Be sure to verify that your credit agency is informing you of the exact details of any agreements with your creditors. A successful DMP requires you to make regular payments that could last many, many years. Ask the credit counselor to estimate how long it will take for you to complete the plan. You run the risk that they might not do what they promise. And you will be worse off than ever. You may have to agree not to use or apply for any additional loans or credit while you're enrolled in the plan. You have no guarantees that your interests are protected. Some agencies might not make the required credit card payments for you, so that they can negotiate down the amount owed and benefit themselves from this.
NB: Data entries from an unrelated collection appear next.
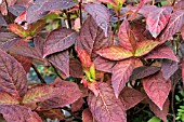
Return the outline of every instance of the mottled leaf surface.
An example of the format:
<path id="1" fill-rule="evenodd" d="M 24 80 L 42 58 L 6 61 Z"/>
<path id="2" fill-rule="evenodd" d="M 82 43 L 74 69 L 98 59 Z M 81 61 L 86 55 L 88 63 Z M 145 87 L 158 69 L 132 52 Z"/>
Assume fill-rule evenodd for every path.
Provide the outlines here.
<path id="1" fill-rule="evenodd" d="M 19 105 L 1 105 L 0 113 L 6 122 L 42 122 L 41 118 L 30 108 Z"/>
<path id="2" fill-rule="evenodd" d="M 88 13 L 92 15 L 97 26 L 100 26 L 104 32 L 105 37 L 107 37 L 108 25 L 110 15 L 107 8 L 104 4 L 86 4 L 84 9 Z"/>
<path id="3" fill-rule="evenodd" d="M 43 17 L 49 11 L 73 8 L 74 0 L 36 0 L 27 9 L 26 21 L 30 24 Z"/>
<path id="4" fill-rule="evenodd" d="M 106 83 L 98 83 L 98 96 L 89 95 L 88 105 L 97 122 L 126 122 L 127 116 L 120 99 Z"/>
<path id="5" fill-rule="evenodd" d="M 154 38 L 157 38 L 160 31 L 166 27 L 171 16 L 171 6 L 165 6 L 156 8 L 148 13 L 146 16 L 146 25 Z"/>
<path id="6" fill-rule="evenodd" d="M 178 57 L 169 46 L 160 46 L 155 51 L 150 52 L 147 56 L 145 56 L 145 58 L 146 59 L 168 58 L 171 60 L 179 62 Z"/>
<path id="7" fill-rule="evenodd" d="M 159 107 L 163 109 L 163 104 L 168 98 L 171 90 L 171 81 L 166 81 L 161 72 L 143 79 L 143 87 L 148 97 Z"/>
<path id="8" fill-rule="evenodd" d="M 143 93 L 141 93 L 134 89 L 128 87 L 128 86 L 123 87 L 123 90 L 119 94 L 119 98 L 121 99 L 122 104 L 124 105 L 126 110 L 134 107 L 140 101 L 142 101 L 145 97 L 146 97 L 146 95 L 144 95 Z"/>
<path id="9" fill-rule="evenodd" d="M 23 97 L 27 91 L 27 78 L 24 68 L 12 56 L 0 50 L 0 91 L 12 96 Z"/>
<path id="10" fill-rule="evenodd" d="M 60 28 L 51 31 L 44 41 L 43 57 L 68 49 L 75 43 L 76 31 L 67 28 Z"/>
<path id="11" fill-rule="evenodd" d="M 132 52 L 124 50 L 119 45 L 104 48 L 98 50 L 96 53 L 110 60 L 121 60 L 133 56 Z"/>
<path id="12" fill-rule="evenodd" d="M 176 62 L 163 59 L 162 66 L 161 66 L 161 72 L 166 80 L 169 80 L 169 78 L 178 70 L 179 66 Z"/>
<path id="13" fill-rule="evenodd" d="M 69 77 L 69 54 L 68 51 L 52 54 L 47 57 L 56 68 L 62 70 L 67 77 Z"/>
<path id="14" fill-rule="evenodd" d="M 149 101 L 149 107 L 150 110 L 155 113 L 155 116 L 160 118 L 163 122 L 167 122 L 167 114 L 169 112 L 169 99 L 167 99 L 163 104 L 162 110 L 160 110 L 153 101 Z"/>
<path id="15" fill-rule="evenodd" d="M 134 59 L 126 59 L 118 62 L 113 67 L 113 89 L 115 91 L 116 97 L 119 96 L 121 90 L 126 86 L 126 83 L 129 81 L 130 76 L 132 74 L 134 68 Z"/>

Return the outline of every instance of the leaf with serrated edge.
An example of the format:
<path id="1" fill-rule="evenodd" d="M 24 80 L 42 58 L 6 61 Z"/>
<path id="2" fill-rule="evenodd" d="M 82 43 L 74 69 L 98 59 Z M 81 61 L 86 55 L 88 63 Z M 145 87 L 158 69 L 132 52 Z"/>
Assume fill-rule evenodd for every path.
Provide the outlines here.
<path id="1" fill-rule="evenodd" d="M 168 24 L 168 21 L 171 16 L 172 8 L 163 6 L 156 8 L 154 11 L 150 11 L 146 16 L 146 25 L 147 29 L 150 31 L 154 38 L 161 32 L 161 30 Z"/>
<path id="2" fill-rule="evenodd" d="M 56 95 L 56 90 L 51 85 L 38 85 L 28 90 L 23 98 L 23 104 L 44 101 Z"/>
<path id="3" fill-rule="evenodd" d="M 143 79 L 143 87 L 148 97 L 162 110 L 171 90 L 171 81 L 166 81 L 161 72 Z"/>
<path id="4" fill-rule="evenodd" d="M 68 49 L 75 43 L 76 36 L 76 31 L 67 28 L 51 31 L 43 44 L 43 57 Z"/>
<path id="5" fill-rule="evenodd" d="M 143 56 L 147 53 L 149 53 L 152 50 L 154 50 L 158 45 L 157 41 L 153 40 L 145 40 L 137 42 L 136 51 L 134 53 L 134 56 Z"/>
<path id="6" fill-rule="evenodd" d="M 38 106 L 41 110 L 64 107 L 66 105 L 73 104 L 81 97 L 81 91 L 74 82 L 61 81 L 57 79 L 56 81 L 51 83 L 51 85 L 60 89 L 60 94 L 57 94 L 53 98 L 39 103 Z"/>
<path id="7" fill-rule="evenodd" d="M 110 14 L 104 4 L 86 4 L 84 9 L 89 12 L 95 23 L 104 30 L 105 37 L 107 37 L 108 25 L 110 19 Z"/>
<path id="8" fill-rule="evenodd" d="M 47 59 L 69 77 L 69 54 L 67 50 L 52 54 Z"/>
<path id="9" fill-rule="evenodd" d="M 43 17 L 49 11 L 69 9 L 75 4 L 74 0 L 36 0 L 27 8 L 26 22 L 30 24 Z"/>
<path id="10" fill-rule="evenodd" d="M 161 65 L 161 72 L 166 80 L 169 80 L 169 78 L 179 69 L 178 63 L 169 59 L 163 59 Z"/>
<path id="11" fill-rule="evenodd" d="M 131 87 L 123 87 L 121 93 L 119 94 L 119 98 L 121 99 L 122 104 L 126 107 L 126 110 L 134 107 L 137 105 L 140 101 L 142 101 L 146 97 L 145 94 L 131 89 Z"/>
<path id="12" fill-rule="evenodd" d="M 1 105 L 16 105 L 19 104 L 17 99 L 15 99 L 13 96 L 11 96 L 8 93 L 0 92 L 0 106 Z"/>
<path id="13" fill-rule="evenodd" d="M 155 113 L 155 116 L 160 118 L 163 122 L 167 122 L 167 114 L 169 112 L 169 99 L 166 100 L 162 110 L 160 110 L 153 101 L 149 101 L 149 108 Z"/>
<path id="14" fill-rule="evenodd" d="M 180 31 L 183 26 L 184 10 L 178 10 L 171 14 L 167 28 L 163 30 L 159 40 L 166 42 L 175 32 Z"/>
<path id="15" fill-rule="evenodd" d="M 0 113 L 3 114 L 6 122 L 42 122 L 37 112 L 19 105 L 1 105 Z"/>
<path id="16" fill-rule="evenodd" d="M 21 64 L 0 50 L 0 91 L 15 98 L 23 97 L 27 91 L 27 78 Z"/>
<path id="17" fill-rule="evenodd" d="M 89 108 L 97 122 L 126 122 L 127 116 L 120 99 L 107 83 L 98 83 L 98 96 L 90 93 Z"/>
<path id="18" fill-rule="evenodd" d="M 179 62 L 178 57 L 169 46 L 160 46 L 155 51 L 150 52 L 145 59 L 155 59 L 155 58 L 167 58 L 171 60 Z"/>
<path id="19" fill-rule="evenodd" d="M 111 83 L 116 97 L 118 98 L 121 90 L 126 86 L 134 68 L 134 59 L 118 62 L 113 67 Z"/>
<path id="20" fill-rule="evenodd" d="M 118 45 L 111 45 L 105 49 L 101 49 L 96 53 L 102 57 L 110 60 L 121 60 L 133 56 L 132 52 L 124 50 Z"/>

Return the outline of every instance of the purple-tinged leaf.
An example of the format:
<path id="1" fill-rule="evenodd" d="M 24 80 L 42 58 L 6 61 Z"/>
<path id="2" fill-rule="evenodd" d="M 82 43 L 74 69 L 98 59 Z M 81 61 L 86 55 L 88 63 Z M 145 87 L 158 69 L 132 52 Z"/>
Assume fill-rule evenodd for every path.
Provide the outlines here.
<path id="1" fill-rule="evenodd" d="M 174 13 L 172 13 L 169 23 L 159 40 L 161 42 L 166 42 L 173 35 L 175 35 L 175 32 L 180 31 L 183 26 L 183 18 L 184 18 L 184 10 L 178 10 Z"/>
<path id="2" fill-rule="evenodd" d="M 108 60 L 98 56 L 94 59 L 95 69 L 104 71 L 104 72 L 111 72 L 113 67 L 115 66 L 116 62 Z"/>
<path id="3" fill-rule="evenodd" d="M 133 56 L 132 52 L 118 45 L 101 49 L 96 53 L 110 60 L 121 60 Z"/>
<path id="4" fill-rule="evenodd" d="M 122 91 L 122 89 L 126 86 L 126 83 L 129 81 L 133 68 L 134 68 L 134 59 L 131 58 L 118 62 L 113 67 L 111 82 L 117 98 L 120 92 Z"/>
<path id="5" fill-rule="evenodd" d="M 171 60 L 179 62 L 178 57 L 169 46 L 160 46 L 155 51 L 150 52 L 145 59 L 155 59 L 155 58 L 167 58 Z"/>
<path id="6" fill-rule="evenodd" d="M 169 80 L 169 78 L 178 70 L 179 66 L 176 62 L 163 59 L 162 66 L 161 66 L 161 72 L 166 80 Z"/>
<path id="7" fill-rule="evenodd" d="M 30 24 L 43 17 L 49 11 L 69 9 L 75 4 L 74 0 L 36 0 L 27 9 L 26 21 Z"/>
<path id="8" fill-rule="evenodd" d="M 0 91 L 15 98 L 27 92 L 27 78 L 23 66 L 12 56 L 0 50 Z"/>
<path id="9" fill-rule="evenodd" d="M 133 70 L 132 76 L 130 77 L 130 80 L 142 79 L 142 78 L 148 77 L 150 74 L 154 74 L 154 73 L 156 73 L 159 70 L 160 70 L 160 67 L 155 67 L 155 66 L 150 66 L 150 67 L 146 67 L 146 66 L 137 67 L 137 68 L 135 68 Z"/>
<path id="10" fill-rule="evenodd" d="M 38 106 L 40 110 L 64 107 L 75 103 L 81 97 L 81 91 L 74 82 L 57 80 L 51 83 L 51 85 L 60 89 L 61 92 L 53 98 L 39 103 Z"/>
<path id="11" fill-rule="evenodd" d="M 84 9 L 92 15 L 97 26 L 104 30 L 105 37 L 107 37 L 110 21 L 110 15 L 107 8 L 103 4 L 89 3 L 84 5 Z"/>
<path id="12" fill-rule="evenodd" d="M 149 107 L 150 107 L 150 110 L 155 113 L 155 116 L 160 118 L 163 122 L 167 122 L 167 114 L 169 112 L 169 99 L 165 101 L 162 110 L 160 110 L 157 107 L 157 105 L 155 105 L 153 101 L 149 101 Z"/>
<path id="13" fill-rule="evenodd" d="M 146 25 L 147 29 L 154 38 L 157 38 L 157 36 L 166 27 L 171 16 L 171 6 L 165 6 L 157 8 L 148 13 L 148 15 L 146 16 Z"/>
<path id="14" fill-rule="evenodd" d="M 110 37 L 110 31 L 108 36 Z M 97 26 L 92 16 L 89 16 L 80 30 L 76 43 L 78 49 L 86 50 L 91 57 L 94 57 L 95 51 L 110 45 L 113 41 L 105 38 L 103 29 Z"/>
<path id="15" fill-rule="evenodd" d="M 98 96 L 90 93 L 89 108 L 97 122 L 126 122 L 127 116 L 120 99 L 116 98 L 113 89 L 106 83 L 98 83 Z"/>
<path id="16" fill-rule="evenodd" d="M 21 5 L 21 4 L 9 6 L 9 11 L 15 16 L 21 15 L 25 10 L 26 10 L 26 6 Z"/>
<path id="17" fill-rule="evenodd" d="M 148 97 L 159 107 L 163 109 L 163 104 L 168 98 L 171 90 L 171 81 L 165 80 L 161 72 L 143 79 L 143 87 Z"/>
<path id="18" fill-rule="evenodd" d="M 67 50 L 52 54 L 47 59 L 69 77 L 69 54 Z"/>
<path id="19" fill-rule="evenodd" d="M 76 36 L 76 31 L 67 28 L 51 31 L 44 41 L 43 57 L 68 49 L 75 43 Z"/>
<path id="20" fill-rule="evenodd" d="M 37 112 L 19 105 L 1 105 L 0 113 L 3 114 L 6 122 L 42 122 Z"/>
<path id="21" fill-rule="evenodd" d="M 131 89 L 131 87 L 123 87 L 121 93 L 119 94 L 119 98 L 121 99 L 122 104 L 126 107 L 126 110 L 134 107 L 140 101 L 142 101 L 146 97 L 145 94 Z"/>

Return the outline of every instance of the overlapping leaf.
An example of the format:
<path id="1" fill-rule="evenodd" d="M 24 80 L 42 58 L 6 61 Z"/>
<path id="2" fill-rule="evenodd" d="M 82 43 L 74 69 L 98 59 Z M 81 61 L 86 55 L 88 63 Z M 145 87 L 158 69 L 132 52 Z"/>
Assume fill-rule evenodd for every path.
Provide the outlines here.
<path id="1" fill-rule="evenodd" d="M 54 81 L 51 85 L 60 89 L 60 94 L 51 99 L 39 103 L 41 110 L 64 107 L 66 105 L 73 104 L 81 97 L 81 91 L 74 82 L 58 80 Z"/>
<path id="2" fill-rule="evenodd" d="M 121 60 L 133 56 L 132 52 L 118 45 L 101 49 L 96 53 L 110 60 Z"/>
<path id="3" fill-rule="evenodd" d="M 69 54 L 67 50 L 52 54 L 47 59 L 69 77 Z"/>
<path id="4" fill-rule="evenodd" d="M 171 90 L 171 81 L 166 81 L 161 72 L 158 72 L 143 79 L 143 86 L 148 97 L 162 110 Z"/>
<path id="5" fill-rule="evenodd" d="M 21 64 L 0 50 L 0 91 L 15 98 L 23 97 L 27 91 L 27 78 Z"/>
<path id="6" fill-rule="evenodd" d="M 110 15 L 107 8 L 103 4 L 86 4 L 84 9 L 93 16 L 97 26 L 100 26 L 104 32 L 105 37 L 107 37 L 108 25 Z"/>
<path id="7" fill-rule="evenodd" d="M 146 25 L 147 29 L 150 31 L 154 38 L 157 38 L 157 36 L 166 27 L 171 16 L 171 12 L 172 12 L 171 6 L 165 6 L 156 8 L 154 9 L 154 11 L 150 11 L 148 13 L 148 15 L 146 16 Z"/>
<path id="8" fill-rule="evenodd" d="M 167 28 L 160 37 L 161 42 L 166 42 L 175 32 L 180 31 L 183 26 L 184 10 L 178 10 L 171 14 Z"/>
<path id="9" fill-rule="evenodd" d="M 123 105 L 106 83 L 98 84 L 98 96 L 89 95 L 88 105 L 97 122 L 126 122 Z"/>
<path id="10" fill-rule="evenodd" d="M 146 95 L 144 95 L 143 93 L 128 86 L 123 87 L 123 90 L 119 94 L 119 98 L 124 105 L 126 110 L 134 107 L 136 104 L 142 101 L 145 97 Z"/>
<path id="11" fill-rule="evenodd" d="M 160 46 L 155 51 L 150 52 L 147 56 L 145 56 L 145 58 L 146 59 L 168 58 L 171 60 L 179 62 L 178 57 L 169 46 Z"/>
<path id="12" fill-rule="evenodd" d="M 3 114 L 6 122 L 42 122 L 36 112 L 19 105 L 1 105 L 0 113 Z"/>
<path id="13" fill-rule="evenodd" d="M 179 66 L 176 62 L 165 59 L 161 66 L 163 78 L 169 80 L 169 78 L 178 70 L 178 68 Z"/>
<path id="14" fill-rule="evenodd" d="M 134 59 L 131 58 L 118 62 L 113 67 L 111 82 L 117 98 L 121 90 L 126 86 L 126 83 L 129 81 L 133 68 L 134 68 Z"/>
<path id="15" fill-rule="evenodd" d="M 43 17 L 49 11 L 73 8 L 74 0 L 36 0 L 27 9 L 26 21 L 30 24 Z"/>
<path id="16" fill-rule="evenodd" d="M 76 31 L 67 28 L 60 28 L 51 31 L 44 41 L 43 57 L 68 49 L 75 43 Z"/>

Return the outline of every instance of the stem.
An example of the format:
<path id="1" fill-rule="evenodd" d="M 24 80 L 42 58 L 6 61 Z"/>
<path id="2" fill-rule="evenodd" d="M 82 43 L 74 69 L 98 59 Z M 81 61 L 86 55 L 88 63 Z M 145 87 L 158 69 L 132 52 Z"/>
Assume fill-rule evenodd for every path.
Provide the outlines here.
<path id="1" fill-rule="evenodd" d="M 47 82 L 44 81 L 44 79 L 42 78 L 42 76 L 40 74 L 40 72 L 38 71 L 38 69 L 36 68 L 35 65 L 31 65 L 32 69 L 35 70 L 35 72 L 37 73 L 38 78 L 40 79 L 41 83 L 47 84 Z"/>

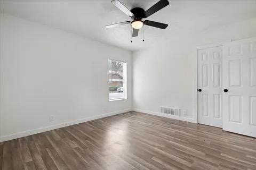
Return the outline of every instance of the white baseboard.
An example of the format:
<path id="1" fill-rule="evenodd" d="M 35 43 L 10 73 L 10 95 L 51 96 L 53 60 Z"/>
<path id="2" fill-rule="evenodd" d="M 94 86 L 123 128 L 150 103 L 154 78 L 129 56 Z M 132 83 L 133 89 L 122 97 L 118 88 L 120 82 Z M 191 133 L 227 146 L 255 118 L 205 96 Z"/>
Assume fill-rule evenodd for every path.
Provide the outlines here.
<path id="1" fill-rule="evenodd" d="M 138 109 L 138 108 L 133 108 L 132 110 L 133 111 L 135 111 L 135 112 L 147 113 L 147 114 L 150 114 L 150 115 L 159 116 L 162 116 L 162 117 L 165 117 L 178 120 L 180 120 L 180 121 L 188 122 L 190 122 L 190 123 L 197 123 L 197 121 L 196 120 L 195 120 L 195 119 L 194 119 L 193 118 L 179 116 L 175 116 L 175 115 L 167 115 L 167 114 L 163 114 L 163 113 L 160 113 L 160 112 L 152 112 L 152 111 L 149 111 L 149 110 L 140 109 Z"/>
<path id="2" fill-rule="evenodd" d="M 12 139 L 24 137 L 28 136 L 28 135 L 34 134 L 54 130 L 56 129 L 76 124 L 88 122 L 88 121 L 94 120 L 96 119 L 99 119 L 102 117 L 106 117 L 110 116 L 117 115 L 119 114 L 125 113 L 131 110 L 132 110 L 131 109 L 125 109 L 123 110 L 116 111 L 116 112 L 108 113 L 106 114 L 97 115 L 95 116 L 91 116 L 89 117 L 76 120 L 75 121 L 64 122 L 60 124 L 39 128 L 35 129 L 29 130 L 26 131 L 20 132 L 15 133 L 3 135 L 3 136 L 0 137 L 0 142 L 12 140 Z"/>

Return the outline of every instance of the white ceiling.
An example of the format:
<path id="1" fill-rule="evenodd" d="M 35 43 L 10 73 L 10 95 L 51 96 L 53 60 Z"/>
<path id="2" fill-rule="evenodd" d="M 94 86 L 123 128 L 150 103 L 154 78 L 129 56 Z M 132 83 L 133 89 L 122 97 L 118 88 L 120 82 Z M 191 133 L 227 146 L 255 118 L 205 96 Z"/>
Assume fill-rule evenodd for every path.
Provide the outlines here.
<path id="1" fill-rule="evenodd" d="M 120 0 L 129 9 L 149 8 L 158 1 Z M 1 1 L 1 13 L 41 23 L 131 50 L 186 38 L 205 30 L 256 17 L 256 1 L 171 1 L 147 20 L 167 23 L 165 30 L 145 27 L 130 42 L 130 25 L 106 29 L 104 26 L 130 18 L 104 1 Z"/>

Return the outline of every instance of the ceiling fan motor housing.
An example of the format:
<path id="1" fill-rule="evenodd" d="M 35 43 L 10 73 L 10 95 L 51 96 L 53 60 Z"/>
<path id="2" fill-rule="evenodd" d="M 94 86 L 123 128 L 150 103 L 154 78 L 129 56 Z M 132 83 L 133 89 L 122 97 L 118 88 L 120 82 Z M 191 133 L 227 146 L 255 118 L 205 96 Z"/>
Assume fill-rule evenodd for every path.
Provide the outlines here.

A DMP is not for most people. Your first step is to have a certified credit counselor thoroughly review your situation and offer you personalized advice on managing your dept. Even if a DMP is appropriate for you, a reputable credit counseling organization can still help you in developing money management skills and creating a budget.
Debt Negotiation Programs
Debt negotiation differs greatly from credit counseling and debt management plans. In debt negotiation, the agency will bargain down the amount you owe on your credit cards, possibly by threatening the bank with your default or bankruptcy. It can be very risky, and have a long-term negative impact on your credit report and your ability to get credit in the future. Make sure that agency fees are less than the amount of debt relief they are able to negotiate. Ask an independent authority to review the agreements before you commit to anything.
Bankruptcy
When all else fails, personal bankruptcy is generally considered the debt management option of last resort. It may get rid of unsecured debts and stop foreclosures, repossessions, garnishments, utility shut-offs, and debt collection activities. Bankruptcy also allows people to keep certain assets.
Be aware that the results are long lasting and far-reaching. A bankruptcy stays on your credit report for 10 years. After bankruptcy, it will be difficult to obtain credit, buy a home, get life insurance, or sometimes get a job. Bankruptcy usually does not erase child support, alimony, fines, taxes, and some student loan obligations. Still, it is a legal procedure that offers a fresh start for people who absolutely cannot pay off their debts.
Get Out of Debt
However you choose to handle your credit card debt, you must live frugally to solve your debt problems. You must change yourself, first. Financial advice is expensive. Borrowing more money is also expensive. You are the best person to take control and manage your money.
My wish is that your life brings you much success. I hope you have a very happy day.